Namun, hal tersebut sebenarnya
wajar saja karena judul ini adalah cerita yang diangkat berdasarkan fakta yang
benar-benar terjadi, sehingga menambahkan unsur seperti fantasi atau lainnya
yang tidak perlu malah bisa mengganggu keabsahan cerita. Dibandingkan dengan
buku-buku lain bertema serupa, yaitu tema “keseharian anak-anak dan dunia di
sekitarnya” seperti dalam kisah - kisah karangan Roald Dahl (Charlie and The Chocolate Factory; Matilda) atau Enid Blyton (Lima Sekawan), buku Totto-chan, Gadis Cilik di Jendela ini menjadi unik dan sangat membumi,
dengan cerita yang mengena tanpa harus dibumbui unsur fantasi fiktif.

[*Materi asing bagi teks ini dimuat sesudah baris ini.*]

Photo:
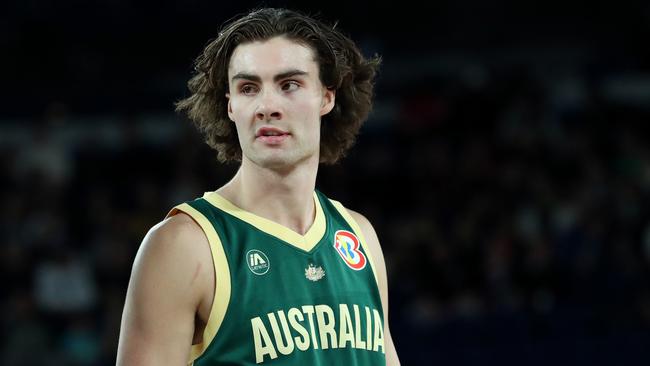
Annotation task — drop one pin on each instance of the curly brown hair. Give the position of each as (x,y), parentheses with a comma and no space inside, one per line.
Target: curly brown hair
(342,68)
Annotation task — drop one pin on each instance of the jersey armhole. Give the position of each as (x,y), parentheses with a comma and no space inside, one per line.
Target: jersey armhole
(357,229)
(222,280)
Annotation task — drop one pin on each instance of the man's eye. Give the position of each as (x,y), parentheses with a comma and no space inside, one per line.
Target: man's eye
(248,89)
(290,85)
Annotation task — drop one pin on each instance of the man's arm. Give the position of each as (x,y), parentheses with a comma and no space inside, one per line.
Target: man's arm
(380,266)
(169,282)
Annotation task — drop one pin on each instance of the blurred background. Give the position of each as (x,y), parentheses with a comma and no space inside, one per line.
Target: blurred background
(506,169)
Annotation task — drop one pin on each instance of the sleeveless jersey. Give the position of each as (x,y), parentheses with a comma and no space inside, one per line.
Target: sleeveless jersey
(282,298)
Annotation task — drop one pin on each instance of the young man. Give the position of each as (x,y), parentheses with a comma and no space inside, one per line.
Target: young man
(266,270)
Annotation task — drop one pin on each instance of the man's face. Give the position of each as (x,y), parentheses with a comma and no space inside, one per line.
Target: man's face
(276,100)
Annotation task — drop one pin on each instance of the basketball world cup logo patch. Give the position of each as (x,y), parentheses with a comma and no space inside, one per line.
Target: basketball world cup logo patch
(347,245)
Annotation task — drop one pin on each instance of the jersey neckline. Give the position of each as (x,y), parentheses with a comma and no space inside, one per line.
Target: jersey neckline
(305,242)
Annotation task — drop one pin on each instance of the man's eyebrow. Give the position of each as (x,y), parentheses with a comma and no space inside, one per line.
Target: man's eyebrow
(278,77)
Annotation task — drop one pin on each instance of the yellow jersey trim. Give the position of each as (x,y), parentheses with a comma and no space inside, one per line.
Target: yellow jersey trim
(222,280)
(304,242)
(357,229)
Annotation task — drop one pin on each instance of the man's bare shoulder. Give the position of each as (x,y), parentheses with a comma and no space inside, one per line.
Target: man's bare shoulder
(177,244)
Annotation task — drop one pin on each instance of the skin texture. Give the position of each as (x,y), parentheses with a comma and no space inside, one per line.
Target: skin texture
(274,89)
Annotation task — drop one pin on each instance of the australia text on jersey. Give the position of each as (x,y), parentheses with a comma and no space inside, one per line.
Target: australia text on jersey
(342,331)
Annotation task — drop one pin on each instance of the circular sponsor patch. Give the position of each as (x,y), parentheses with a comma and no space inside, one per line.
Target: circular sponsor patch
(257,262)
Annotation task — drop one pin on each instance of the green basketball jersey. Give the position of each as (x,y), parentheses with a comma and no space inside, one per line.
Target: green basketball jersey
(282,298)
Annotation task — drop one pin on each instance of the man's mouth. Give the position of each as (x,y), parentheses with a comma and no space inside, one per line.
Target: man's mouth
(271,135)
(270,131)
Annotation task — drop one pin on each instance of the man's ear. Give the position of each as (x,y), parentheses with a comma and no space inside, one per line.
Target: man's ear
(229,108)
(329,99)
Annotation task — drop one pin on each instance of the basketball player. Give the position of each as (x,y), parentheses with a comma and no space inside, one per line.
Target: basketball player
(266,269)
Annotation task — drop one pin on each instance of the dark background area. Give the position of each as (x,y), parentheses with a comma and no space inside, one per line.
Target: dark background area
(506,169)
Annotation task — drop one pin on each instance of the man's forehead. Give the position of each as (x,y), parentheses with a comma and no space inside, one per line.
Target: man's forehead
(271,57)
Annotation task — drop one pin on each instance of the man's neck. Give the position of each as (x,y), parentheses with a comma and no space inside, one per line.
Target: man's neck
(285,197)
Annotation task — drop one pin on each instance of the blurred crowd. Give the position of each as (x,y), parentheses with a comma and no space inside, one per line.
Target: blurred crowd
(514,213)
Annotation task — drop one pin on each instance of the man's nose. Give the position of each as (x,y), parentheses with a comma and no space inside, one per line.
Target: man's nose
(269,106)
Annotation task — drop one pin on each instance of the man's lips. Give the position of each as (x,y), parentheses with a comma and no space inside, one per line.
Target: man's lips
(270,131)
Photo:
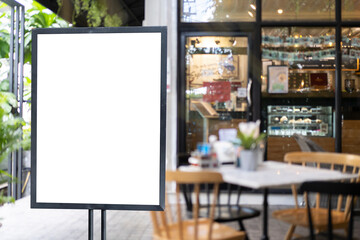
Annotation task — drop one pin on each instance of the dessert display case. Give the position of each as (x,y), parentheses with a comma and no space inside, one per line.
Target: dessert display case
(304,120)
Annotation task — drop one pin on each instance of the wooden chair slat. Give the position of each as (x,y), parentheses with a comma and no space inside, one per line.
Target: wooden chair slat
(297,216)
(195,228)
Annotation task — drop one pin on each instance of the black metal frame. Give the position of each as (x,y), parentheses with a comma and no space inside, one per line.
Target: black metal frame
(255,28)
(162,144)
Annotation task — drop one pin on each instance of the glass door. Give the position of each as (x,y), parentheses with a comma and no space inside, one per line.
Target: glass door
(216,85)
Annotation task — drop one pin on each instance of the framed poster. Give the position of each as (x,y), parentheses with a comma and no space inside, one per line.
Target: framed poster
(98,118)
(278,79)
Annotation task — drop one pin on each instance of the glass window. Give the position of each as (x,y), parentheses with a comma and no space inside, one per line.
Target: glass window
(350,86)
(350,10)
(216,81)
(298,10)
(218,10)
(298,82)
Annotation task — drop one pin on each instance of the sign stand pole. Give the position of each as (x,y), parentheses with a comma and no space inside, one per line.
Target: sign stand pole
(91,224)
(103,224)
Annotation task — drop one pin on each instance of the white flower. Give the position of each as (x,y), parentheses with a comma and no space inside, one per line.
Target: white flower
(250,128)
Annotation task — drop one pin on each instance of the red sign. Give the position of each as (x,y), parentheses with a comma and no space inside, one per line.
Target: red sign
(217,91)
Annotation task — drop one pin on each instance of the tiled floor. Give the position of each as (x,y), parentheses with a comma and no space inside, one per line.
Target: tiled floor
(19,222)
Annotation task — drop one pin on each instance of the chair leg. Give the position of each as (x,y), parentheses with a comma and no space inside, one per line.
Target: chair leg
(242,228)
(290,232)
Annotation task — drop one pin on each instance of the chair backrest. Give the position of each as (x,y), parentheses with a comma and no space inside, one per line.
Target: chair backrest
(335,161)
(331,188)
(163,220)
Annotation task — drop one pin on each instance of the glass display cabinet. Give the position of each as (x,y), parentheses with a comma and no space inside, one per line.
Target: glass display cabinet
(303,120)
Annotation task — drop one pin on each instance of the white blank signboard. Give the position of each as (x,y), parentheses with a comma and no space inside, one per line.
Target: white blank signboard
(98,118)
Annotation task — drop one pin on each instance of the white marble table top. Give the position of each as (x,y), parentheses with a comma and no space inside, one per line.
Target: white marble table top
(274,174)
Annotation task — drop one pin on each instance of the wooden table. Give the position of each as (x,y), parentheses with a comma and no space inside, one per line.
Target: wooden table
(272,174)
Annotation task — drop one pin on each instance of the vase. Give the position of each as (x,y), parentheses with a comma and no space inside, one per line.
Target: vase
(250,159)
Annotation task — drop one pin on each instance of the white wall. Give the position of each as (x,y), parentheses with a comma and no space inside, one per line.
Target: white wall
(163,13)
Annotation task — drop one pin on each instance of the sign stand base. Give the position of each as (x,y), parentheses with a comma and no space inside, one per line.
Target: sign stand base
(91,224)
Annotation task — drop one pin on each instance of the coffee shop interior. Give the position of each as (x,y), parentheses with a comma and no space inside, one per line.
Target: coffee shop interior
(287,71)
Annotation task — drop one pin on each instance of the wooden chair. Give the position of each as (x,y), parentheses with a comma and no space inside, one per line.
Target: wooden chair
(330,188)
(229,210)
(166,227)
(297,216)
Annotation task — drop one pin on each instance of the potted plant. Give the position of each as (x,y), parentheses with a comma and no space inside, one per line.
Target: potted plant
(250,139)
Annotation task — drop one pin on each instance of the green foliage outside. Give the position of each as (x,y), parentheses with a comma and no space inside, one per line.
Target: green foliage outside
(95,12)
(14,131)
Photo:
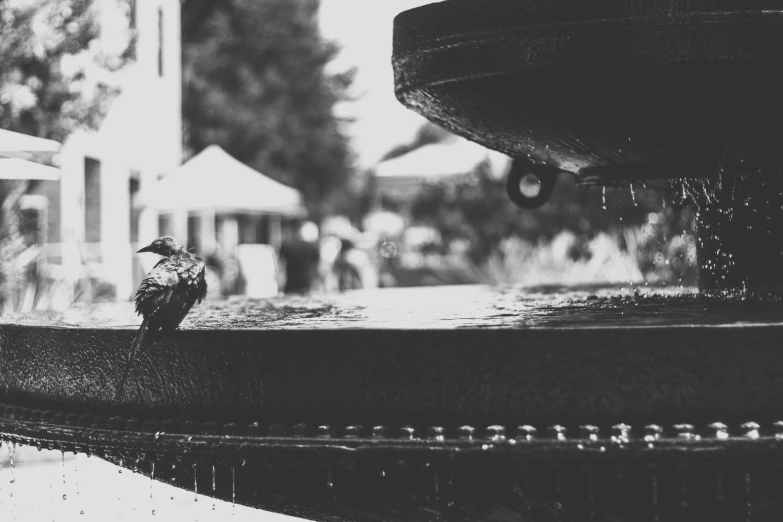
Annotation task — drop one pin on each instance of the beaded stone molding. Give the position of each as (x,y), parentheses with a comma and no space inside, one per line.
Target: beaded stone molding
(93,434)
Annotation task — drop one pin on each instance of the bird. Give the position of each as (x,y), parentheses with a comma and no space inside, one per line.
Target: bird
(166,294)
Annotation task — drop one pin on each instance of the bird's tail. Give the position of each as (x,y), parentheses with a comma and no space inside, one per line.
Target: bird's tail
(145,326)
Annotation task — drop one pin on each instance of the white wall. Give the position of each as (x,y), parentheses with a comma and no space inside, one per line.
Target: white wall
(142,131)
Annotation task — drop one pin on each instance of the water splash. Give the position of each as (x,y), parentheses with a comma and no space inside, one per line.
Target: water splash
(654,487)
(748,497)
(233,490)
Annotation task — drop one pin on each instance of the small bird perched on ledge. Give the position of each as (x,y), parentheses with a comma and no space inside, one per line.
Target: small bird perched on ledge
(167,293)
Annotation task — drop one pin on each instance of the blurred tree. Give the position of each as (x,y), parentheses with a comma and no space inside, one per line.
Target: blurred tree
(255,84)
(48,88)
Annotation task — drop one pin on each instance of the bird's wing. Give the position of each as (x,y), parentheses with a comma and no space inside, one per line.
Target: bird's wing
(156,288)
(191,270)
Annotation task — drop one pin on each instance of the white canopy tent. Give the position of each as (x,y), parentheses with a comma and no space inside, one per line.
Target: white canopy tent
(23,146)
(405,175)
(16,148)
(214,181)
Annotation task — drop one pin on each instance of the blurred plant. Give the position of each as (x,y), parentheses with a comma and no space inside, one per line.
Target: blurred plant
(53,81)
(255,84)
(585,235)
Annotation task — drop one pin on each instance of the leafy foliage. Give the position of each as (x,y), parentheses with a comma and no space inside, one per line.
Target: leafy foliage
(475,210)
(256,85)
(52,82)
(46,58)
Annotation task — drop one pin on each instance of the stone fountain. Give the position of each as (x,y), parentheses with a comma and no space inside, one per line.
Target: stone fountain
(478,403)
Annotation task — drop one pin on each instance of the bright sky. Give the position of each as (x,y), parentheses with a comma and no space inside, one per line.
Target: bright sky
(363,28)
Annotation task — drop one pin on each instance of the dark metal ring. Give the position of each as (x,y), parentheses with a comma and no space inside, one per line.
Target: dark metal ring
(521,168)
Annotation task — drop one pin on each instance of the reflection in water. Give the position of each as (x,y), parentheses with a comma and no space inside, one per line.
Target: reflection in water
(453,307)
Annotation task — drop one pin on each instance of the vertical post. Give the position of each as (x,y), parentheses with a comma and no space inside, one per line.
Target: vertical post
(71,210)
(276,231)
(207,235)
(115,225)
(228,235)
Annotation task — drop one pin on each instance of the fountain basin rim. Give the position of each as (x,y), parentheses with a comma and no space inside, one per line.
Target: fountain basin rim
(24,425)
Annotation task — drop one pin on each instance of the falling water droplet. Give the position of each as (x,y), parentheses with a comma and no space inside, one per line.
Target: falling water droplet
(748,499)
(233,489)
(558,504)
(683,490)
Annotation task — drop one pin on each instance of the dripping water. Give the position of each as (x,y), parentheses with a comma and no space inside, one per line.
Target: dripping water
(654,480)
(558,504)
(233,490)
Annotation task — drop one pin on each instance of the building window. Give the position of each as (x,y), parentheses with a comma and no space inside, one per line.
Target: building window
(165,225)
(193,232)
(92,200)
(160,42)
(133,189)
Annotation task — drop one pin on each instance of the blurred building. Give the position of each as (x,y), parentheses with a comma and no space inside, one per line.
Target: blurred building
(92,219)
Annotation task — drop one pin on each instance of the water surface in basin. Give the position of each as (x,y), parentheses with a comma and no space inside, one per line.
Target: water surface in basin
(448,308)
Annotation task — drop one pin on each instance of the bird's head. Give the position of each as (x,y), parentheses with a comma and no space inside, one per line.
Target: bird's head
(164,246)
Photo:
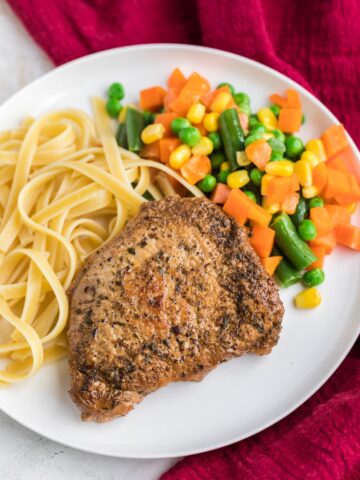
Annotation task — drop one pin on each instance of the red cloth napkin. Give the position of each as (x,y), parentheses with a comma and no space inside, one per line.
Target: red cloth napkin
(315,42)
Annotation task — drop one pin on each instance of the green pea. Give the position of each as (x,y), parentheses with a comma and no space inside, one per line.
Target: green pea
(179,123)
(113,107)
(278,134)
(217,159)
(294,146)
(316,202)
(222,176)
(149,117)
(225,84)
(253,122)
(216,139)
(307,230)
(256,176)
(275,109)
(190,136)
(314,277)
(259,128)
(116,90)
(251,138)
(251,195)
(277,148)
(207,184)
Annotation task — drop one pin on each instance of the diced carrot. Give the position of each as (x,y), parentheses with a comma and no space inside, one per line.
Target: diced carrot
(259,152)
(220,193)
(293,98)
(290,203)
(320,176)
(319,253)
(169,98)
(295,182)
(334,139)
(151,151)
(262,240)
(338,164)
(192,91)
(348,235)
(278,100)
(338,214)
(196,168)
(166,119)
(270,264)
(327,241)
(207,98)
(337,184)
(322,220)
(290,120)
(167,146)
(278,189)
(348,157)
(259,215)
(152,98)
(238,205)
(176,80)
(353,194)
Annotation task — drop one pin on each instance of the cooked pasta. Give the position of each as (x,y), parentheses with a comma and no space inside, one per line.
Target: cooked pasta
(66,188)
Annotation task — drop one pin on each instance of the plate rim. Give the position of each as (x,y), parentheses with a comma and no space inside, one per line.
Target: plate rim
(304,92)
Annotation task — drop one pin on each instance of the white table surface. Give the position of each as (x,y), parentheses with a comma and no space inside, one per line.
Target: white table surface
(23,454)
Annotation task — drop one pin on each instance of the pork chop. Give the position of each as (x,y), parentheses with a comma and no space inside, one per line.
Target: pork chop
(177,292)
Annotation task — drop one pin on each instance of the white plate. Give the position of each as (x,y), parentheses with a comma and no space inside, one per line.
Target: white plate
(240,397)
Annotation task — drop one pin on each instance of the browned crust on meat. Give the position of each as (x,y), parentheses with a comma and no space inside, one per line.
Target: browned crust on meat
(177,292)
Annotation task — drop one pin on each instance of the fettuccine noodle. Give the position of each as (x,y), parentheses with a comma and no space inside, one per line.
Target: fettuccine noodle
(66,188)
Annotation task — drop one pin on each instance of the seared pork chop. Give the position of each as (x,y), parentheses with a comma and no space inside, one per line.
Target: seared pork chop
(177,292)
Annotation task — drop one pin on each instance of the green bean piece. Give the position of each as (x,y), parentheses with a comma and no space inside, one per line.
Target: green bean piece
(232,136)
(285,272)
(121,136)
(134,125)
(287,239)
(116,90)
(314,277)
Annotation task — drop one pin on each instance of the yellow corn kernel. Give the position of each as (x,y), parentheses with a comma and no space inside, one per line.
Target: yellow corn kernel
(351,207)
(224,167)
(211,121)
(272,208)
(238,179)
(309,298)
(265,183)
(304,173)
(267,135)
(316,146)
(267,118)
(179,156)
(309,192)
(122,114)
(311,158)
(152,133)
(241,159)
(196,113)
(220,102)
(280,168)
(204,147)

Contoh Buku Anak-anak Berunsur Fiktif
(Sumber Gambar : Dokumentasi Pribadi)
Tesuko-san juga sempat merilis sekuelnya dengan judul Anak-Anak Totto-chan : Perjalanan untuk Kemanusiaan Anak-anak Dunia (Totto-chan’s
Children: A Goodwill Journey for The Children of The World) (2010) yang mana
menceritakan pengalaman Totto-chan setelah dewasa sebagai Tetsuko Kuroyanagi,
yang melakukan perjalanan kemanusiaan untuk memantau anak-anak yang kurang
kasih sayang dan butuh perlindungan. Dibandingkan buku sebelumnya, konten Anak-anak Totto-chan cenderung lebih berat dengan foto-foto nyata hasil dokumentasi
yang menjadikan buku ini semacam jurnal perjalanan.
Buku Anak-Anak
Totto-chan : Perjalanan untuk Kemanusiaan Anak-anak Dunia
(Totto-chan’s Children:
A Goodwill Journey for The Children of The World)
(Sumber Gambar: Dokumentasi Pribadi)
Di masa sekarang pun, tentu kita
sudah sering melihat anak-anak-dari berbagai
tempat- yang ironisnya--oleh orang-orang yang lebih tua-- kurang
dipandang sebagai manusia. Belum lagi mereka yang diajak untuk terlibat dalam
angkatan bersenjata, bekerja keras mencari nafkah, kelaparan, atau dipaksa melakukan
perbuatan asusila lainnya yang semestinya tidak mereka lakukan. Seolah-olah,
mereka tidak mendapatkan tempat sebagaimana mestinya seorang manusia yang harus
dijaga, dihargai dan perlu mendapatkan perhatian khusus dari sekitarnya untuk
dapat meningkatkan potensi mereka sebagai seorang manusia sejati di masa depan.
Bukankah semestinya kita semua mengetahui,
bahwa setiap anak adalah unik, adalah manusia kecil-manusia kecil yang jika diperlakukan
dengan baik maka akan tumbuh menjadi sebaik-baiknya manusia?